Siempre recordaré a aquella pareja. Discutían, entre la violencia y la pasión. O el cariño, amor, futuro, la decepción. Lo que decían, gritaban, se callaban, los movimientos de los dos. Estaban en las escaleras de un edificio, había dos tazas de café. Él sostenía una en la mano, ella daba el último sorbo.
Él, ante lo que dijo ella, se enfadó mucho. Quería romper algo, golpear, la rabia, lo que decía, las imágenes, de dentro, estallar de alguna forma. Solucionarlo así.

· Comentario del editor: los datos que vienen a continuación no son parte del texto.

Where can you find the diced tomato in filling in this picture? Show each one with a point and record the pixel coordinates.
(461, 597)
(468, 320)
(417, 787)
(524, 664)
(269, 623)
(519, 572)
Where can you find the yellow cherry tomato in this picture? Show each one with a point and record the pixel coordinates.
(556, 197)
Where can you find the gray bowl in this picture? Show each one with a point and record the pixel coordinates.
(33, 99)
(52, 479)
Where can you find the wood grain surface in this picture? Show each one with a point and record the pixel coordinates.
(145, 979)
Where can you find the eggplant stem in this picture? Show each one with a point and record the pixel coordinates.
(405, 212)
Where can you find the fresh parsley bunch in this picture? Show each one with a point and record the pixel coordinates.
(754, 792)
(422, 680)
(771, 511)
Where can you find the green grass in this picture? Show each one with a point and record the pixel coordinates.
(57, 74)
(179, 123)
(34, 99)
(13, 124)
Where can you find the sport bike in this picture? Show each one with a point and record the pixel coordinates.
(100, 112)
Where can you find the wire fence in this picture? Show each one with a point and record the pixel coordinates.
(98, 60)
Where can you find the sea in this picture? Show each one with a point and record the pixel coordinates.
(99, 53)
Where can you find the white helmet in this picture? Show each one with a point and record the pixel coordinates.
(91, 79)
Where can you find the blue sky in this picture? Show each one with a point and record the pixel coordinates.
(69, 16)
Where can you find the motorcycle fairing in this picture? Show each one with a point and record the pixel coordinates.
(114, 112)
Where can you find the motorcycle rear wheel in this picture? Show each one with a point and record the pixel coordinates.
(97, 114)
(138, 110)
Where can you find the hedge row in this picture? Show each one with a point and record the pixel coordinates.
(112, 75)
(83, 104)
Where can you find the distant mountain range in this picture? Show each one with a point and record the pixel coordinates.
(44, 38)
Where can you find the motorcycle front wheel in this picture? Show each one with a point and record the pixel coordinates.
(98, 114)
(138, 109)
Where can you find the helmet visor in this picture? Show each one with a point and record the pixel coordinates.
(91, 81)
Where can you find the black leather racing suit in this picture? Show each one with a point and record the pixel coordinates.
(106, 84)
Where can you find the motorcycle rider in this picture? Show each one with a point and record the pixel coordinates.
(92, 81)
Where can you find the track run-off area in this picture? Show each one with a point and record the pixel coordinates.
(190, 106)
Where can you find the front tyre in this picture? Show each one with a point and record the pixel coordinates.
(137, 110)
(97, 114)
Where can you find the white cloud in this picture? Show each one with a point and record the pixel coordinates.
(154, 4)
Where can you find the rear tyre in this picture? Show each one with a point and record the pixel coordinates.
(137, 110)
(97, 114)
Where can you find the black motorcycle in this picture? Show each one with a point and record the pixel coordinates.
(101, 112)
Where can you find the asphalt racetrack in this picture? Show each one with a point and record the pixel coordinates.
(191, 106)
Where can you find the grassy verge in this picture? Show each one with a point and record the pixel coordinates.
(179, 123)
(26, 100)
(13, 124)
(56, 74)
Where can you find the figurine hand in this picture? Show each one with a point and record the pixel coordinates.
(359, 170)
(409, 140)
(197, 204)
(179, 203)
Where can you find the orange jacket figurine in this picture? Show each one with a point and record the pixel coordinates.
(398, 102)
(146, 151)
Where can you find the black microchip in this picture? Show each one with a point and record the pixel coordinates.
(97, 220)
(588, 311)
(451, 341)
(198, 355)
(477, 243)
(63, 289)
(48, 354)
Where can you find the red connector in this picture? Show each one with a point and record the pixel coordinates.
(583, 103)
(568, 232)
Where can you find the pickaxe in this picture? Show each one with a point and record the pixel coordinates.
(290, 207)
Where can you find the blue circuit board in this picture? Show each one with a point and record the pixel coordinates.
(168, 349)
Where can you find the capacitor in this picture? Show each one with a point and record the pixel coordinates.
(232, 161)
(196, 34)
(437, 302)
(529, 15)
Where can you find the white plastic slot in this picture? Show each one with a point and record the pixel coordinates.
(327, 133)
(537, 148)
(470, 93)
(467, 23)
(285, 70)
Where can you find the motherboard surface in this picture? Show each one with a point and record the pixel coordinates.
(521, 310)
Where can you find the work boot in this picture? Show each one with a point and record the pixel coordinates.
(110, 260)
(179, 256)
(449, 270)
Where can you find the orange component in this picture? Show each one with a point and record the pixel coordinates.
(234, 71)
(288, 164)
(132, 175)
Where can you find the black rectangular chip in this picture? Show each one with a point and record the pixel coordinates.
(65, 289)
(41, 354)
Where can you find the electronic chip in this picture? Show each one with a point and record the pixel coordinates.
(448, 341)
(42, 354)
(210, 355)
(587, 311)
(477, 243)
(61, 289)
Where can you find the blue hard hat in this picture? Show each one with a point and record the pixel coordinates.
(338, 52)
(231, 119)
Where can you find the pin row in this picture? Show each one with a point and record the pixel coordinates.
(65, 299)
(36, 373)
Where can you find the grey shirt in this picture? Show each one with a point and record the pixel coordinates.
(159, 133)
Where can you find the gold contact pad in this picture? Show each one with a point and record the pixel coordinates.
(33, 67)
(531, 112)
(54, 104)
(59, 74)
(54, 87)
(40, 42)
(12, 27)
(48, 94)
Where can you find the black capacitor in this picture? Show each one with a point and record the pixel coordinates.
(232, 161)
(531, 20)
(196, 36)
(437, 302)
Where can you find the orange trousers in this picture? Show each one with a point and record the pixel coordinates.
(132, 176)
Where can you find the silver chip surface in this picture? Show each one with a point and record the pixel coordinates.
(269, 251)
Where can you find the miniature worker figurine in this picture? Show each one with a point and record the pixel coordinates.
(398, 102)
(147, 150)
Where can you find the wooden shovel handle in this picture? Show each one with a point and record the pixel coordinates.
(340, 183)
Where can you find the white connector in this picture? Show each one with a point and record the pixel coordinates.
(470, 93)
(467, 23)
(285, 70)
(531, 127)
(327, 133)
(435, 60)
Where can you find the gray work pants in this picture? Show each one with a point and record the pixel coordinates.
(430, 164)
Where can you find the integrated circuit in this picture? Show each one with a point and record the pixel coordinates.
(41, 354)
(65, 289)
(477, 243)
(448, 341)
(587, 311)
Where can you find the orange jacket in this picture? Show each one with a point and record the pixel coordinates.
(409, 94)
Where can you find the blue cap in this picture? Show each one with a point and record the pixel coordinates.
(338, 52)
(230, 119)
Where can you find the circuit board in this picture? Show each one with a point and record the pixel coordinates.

En vez de lanzar la taza contra el suelo, la que antes sostenía, en vez de destrozarla y reventarla contra la pared del edificio o las escaleras…
Miró hacia arriba, se preparó, como si estuviera arrojando una piedra a un lago o al mar, como si quisiera tirarla lo más alto posible. Vimos cómo ascendía, detenerse, de color blanco contra el cielo azul, rápida, caer, hacerse añicos a los pies.
Y ella le dijo:
No existes.
Irreal.
Irreal.
No existía.
Empezó a caminar hacia el interior del lago. Confiaba en los cuervos, ellos no se hundían por sus patitas ligeras y plumas de color intenso. Llevaba casi once piedras (de distintos pesos y tamaños) para ver la estabilidad.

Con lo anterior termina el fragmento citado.